Ausblick & Handelsimplikationen
In den kommenden Monaten wird der Ausblick für thailändischen Reis von vier zentralen Variablen bestimmt: Erholung des Monsuns und Verfügbarkeit von Bewässerungswasser, Stabilisierung der Handelsrouten in den Nahen Osten, Düngemittel- und sonstige Eingangskosten sowie Intensität und Dauer von El Niño. Verbessern sich die Regenfälle und erholen sich die Wasserstände, könnte Thailand seine Exporte im weiteren Verlauf von 2026 stabilisieren, wenngleich verlorene Volumina im Nahen Osten wohl nicht rasch vollständig zurückgewonnen werden. Verschärfen sich hingegen die Dürreängste, dürfte thailändischer Reis relativ teuer bleiben und eine weitere Umlenkung der Nachfrage in Richtung Indien und Vietnam begünstigen.

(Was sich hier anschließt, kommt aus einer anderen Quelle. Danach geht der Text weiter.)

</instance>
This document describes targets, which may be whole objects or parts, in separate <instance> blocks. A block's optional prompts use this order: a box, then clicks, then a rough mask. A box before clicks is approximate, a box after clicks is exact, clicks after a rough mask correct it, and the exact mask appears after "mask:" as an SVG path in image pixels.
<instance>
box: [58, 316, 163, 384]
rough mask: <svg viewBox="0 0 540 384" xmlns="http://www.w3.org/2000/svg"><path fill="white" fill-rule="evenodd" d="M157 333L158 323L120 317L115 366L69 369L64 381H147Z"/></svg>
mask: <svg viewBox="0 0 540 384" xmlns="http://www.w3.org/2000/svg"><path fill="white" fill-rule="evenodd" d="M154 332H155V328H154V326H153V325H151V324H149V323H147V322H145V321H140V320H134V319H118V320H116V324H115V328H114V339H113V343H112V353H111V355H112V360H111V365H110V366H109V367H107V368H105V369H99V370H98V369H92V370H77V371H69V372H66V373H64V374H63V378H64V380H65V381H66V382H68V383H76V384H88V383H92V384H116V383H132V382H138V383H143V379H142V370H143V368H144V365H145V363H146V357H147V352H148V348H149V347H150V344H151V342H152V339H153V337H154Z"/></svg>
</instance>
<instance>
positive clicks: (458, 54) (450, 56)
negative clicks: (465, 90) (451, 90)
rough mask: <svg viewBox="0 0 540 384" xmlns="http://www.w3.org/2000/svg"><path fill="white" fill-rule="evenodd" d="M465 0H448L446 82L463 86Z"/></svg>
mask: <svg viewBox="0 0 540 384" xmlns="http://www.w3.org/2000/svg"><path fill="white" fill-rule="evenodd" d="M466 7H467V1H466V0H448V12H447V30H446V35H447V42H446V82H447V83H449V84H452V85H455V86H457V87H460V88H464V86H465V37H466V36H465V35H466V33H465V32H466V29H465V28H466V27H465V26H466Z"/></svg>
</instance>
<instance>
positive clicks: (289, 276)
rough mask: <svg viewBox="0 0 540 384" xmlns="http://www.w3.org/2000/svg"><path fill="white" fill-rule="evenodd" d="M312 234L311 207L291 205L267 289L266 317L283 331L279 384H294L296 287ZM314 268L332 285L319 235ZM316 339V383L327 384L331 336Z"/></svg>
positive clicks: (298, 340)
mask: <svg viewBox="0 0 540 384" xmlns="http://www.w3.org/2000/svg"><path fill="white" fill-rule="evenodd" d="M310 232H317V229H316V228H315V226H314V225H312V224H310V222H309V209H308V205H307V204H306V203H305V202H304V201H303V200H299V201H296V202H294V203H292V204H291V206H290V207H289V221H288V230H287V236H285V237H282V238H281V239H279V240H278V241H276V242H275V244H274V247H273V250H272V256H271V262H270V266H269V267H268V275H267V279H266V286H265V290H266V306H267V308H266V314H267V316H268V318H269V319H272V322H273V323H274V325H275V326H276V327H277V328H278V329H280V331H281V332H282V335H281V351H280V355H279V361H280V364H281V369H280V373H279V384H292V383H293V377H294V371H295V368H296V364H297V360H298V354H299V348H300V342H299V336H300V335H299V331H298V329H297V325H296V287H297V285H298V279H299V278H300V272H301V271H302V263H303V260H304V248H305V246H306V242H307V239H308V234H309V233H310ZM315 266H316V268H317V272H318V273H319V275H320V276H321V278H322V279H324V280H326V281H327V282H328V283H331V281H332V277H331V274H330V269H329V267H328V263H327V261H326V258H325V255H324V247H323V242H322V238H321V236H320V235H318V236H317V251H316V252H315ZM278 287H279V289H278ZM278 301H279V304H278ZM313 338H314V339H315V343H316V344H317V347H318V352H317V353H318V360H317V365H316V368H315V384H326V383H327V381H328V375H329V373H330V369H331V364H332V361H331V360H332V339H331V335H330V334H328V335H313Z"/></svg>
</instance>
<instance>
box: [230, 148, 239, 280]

Handelsausblick – zentrale Hinweise
- Importeure in Afrika und Asien: Die Herkunftsquellen weiter diversifizieren, einen Kernbestand an indischen und vietnamesischen Lieferungen halten und thailändischen Reis selektiv für qualitätssensitive Segmente nutzen; angesichts des El‑Niño‑Risikos einen Teil des Bedarfs für Q3–Q4 2026 bei Preisrücksetzern absichern.
- Käufer im Nahen Osten: Fracht- und konfliktbedingte Versicherungskosten genau beobachten; flexible Ausschreibungsstrukturen in Betracht ziehen, die Herkunftssubstitution erlauben, falls thailändische Lieferungen eingeschränkt bleiben.
- Thailändische Exporteure und Mühlen: Hochmargige Zielmärkte und qualitätsdifferenzierte Produkte priorisieren; sich gegen mögliche weitere Anstiege der Eingangskosten und Währungsschwankungen absichern; vorsichtig Vorwärtsverkäufe tätigen, bis klarere Signale zur Niederschlagslage vorliegen.
- Spekulative Marktteilnehmer: Mittelfristig leicht bullische Tendenz bei den Preisen aufgrund von El Niño und sich verschärfenden thailändischen Fundamentaldaten, jedoch mit der Erwartung kurzfristiger Volatilität, da der Wettbewerb aus Indien und Vietnam Kursanstiege begrenzt.
3‑Tage‑Preis- und Richtungstendenz (EUR)
- Indien FOB (Neu-Delhi, Parboiled-/Steam-Qualitäten): Stabil bis leicht fest um 0,34–0,72 EUR/kg, da niedrigere frühere Offerten auf eine stetige Exportnachfrage treffen.
- Vietnam FOB (Hanoi, Long White & Japonica): Überwiegend stabil bei rund 0,35–0,47 EUR/kg; begrenztes Abwärtspotenzial dank zusätzlicher afrikanischer und asiatischer Nachfrage.
- Thailändischer Exportmarkt (impliziert): Der Aufschlag gegenüber indischem und vietnamesischem Reis dürfte anhalten oder sich ausweiten, mit leicht aufwärtsgerichteter Tendenz, falls der Monsunregen in Zentralthailand in den kommenden Tagen enttäuscht.